This tutorial explains how to use tree-based (Gini) feature importance from a scikit-learn tree-based model to perform feature selection.
This will work with an OpenML dataset to predict who pays for internet with 10108 observations and 69 columns.
Packages
This tutorial uses:
import statsmodels.api as sm
import pandas as pd
import numpy as np
from sklearn.metrics import mean_squared_error
from sklearn.model_selection import train_test_split
from sklearn.feature_selection import SelectFromModel
import category_encoders as ce
from sklearn.ensemble import GradientBoostingRegressor
Reading the Data
The data is from rdatasets imported using the Python package statsmodels.
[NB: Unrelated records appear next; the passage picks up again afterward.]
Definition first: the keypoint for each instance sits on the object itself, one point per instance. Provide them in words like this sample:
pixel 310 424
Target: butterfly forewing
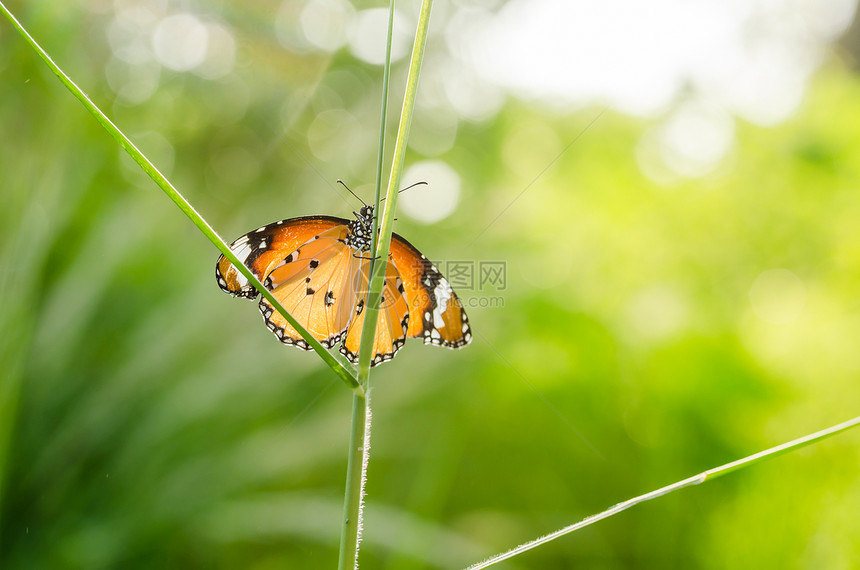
pixel 318 266
pixel 265 247
pixel 316 284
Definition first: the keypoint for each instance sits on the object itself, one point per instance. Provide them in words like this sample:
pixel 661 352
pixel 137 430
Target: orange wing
pixel 267 246
pixel 435 312
pixel 321 278
pixel 393 318
pixel 316 283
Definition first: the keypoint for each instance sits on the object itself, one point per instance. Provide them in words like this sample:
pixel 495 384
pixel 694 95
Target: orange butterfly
pixel 318 268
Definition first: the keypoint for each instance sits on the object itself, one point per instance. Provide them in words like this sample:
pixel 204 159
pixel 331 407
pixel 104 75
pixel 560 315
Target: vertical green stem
pixel 361 416
pixel 356 471
pixel 381 253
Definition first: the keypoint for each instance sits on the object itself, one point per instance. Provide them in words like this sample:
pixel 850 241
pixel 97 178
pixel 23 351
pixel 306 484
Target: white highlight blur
pixel 432 203
pixel 180 41
pixel 778 296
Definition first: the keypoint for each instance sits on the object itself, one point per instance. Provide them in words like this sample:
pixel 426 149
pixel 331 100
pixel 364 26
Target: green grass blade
pixel 748 461
pixel 381 253
pixel 179 200
pixel 359 454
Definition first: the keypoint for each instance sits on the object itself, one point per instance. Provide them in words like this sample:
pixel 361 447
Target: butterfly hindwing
pixel 393 323
pixel 435 312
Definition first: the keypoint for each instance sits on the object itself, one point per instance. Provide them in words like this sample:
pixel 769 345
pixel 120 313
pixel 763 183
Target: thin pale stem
pixel 356 476
pixel 381 253
pixel 694 480
pixel 179 200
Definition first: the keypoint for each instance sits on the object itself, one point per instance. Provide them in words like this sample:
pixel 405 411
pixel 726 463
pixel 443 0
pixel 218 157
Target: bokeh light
pixel 435 201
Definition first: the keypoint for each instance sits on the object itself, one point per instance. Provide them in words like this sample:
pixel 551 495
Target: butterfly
pixel 318 268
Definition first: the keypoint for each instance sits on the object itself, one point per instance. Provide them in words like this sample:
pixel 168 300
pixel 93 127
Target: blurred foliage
pixel 150 421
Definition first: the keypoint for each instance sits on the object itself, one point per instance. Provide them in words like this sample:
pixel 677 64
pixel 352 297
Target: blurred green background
pixel 659 316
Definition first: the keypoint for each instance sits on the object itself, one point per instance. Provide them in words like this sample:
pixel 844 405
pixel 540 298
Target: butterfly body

df = sm.datasets.get_rdataset('flights', 'nycflights13').data
df.info()
This should return a table resembling something like this:
RangeIndex: 336776 entries, 0 to 336775
Data columns (total 19 columns):
# Column Non-Null Count Dtype
--- ------ -------------- -----
0 year 336776 non-null int64
1 month 336776 non-null int64
2 day 336776 non-null int64
3 dep_time 328521 non-null float64
4 sched_dep_time 336776 non-null int64
5 dep_delay 328521 non-null float64
6 arr_time 328063 non-null float64
7 sched_arr_time 336776 non-null int64
8 arr_delay 327346 non-null float64
9 carrier 336776 non-null object
10 flight 336776 non-null int64
11 tailnum 334264 non-null object
12 origin 336776 non-null object
13 dest 336776 non-null object
14 air_time 327346 non-null float64
15 distance 336776 non-null int64
16 hour 336776 non-null int64
17 minute 336776 non-null int64
18 time_hour 336776 non-null object
dtypes: float64(5), int64(9), object(5)
memory usage: 48.8+ MB
Feature Engineering
Handle Null Values
As this model will predict arrival delay, the Null values are caused by flights did were cancelled or diverted. These can be excluded from this analysis.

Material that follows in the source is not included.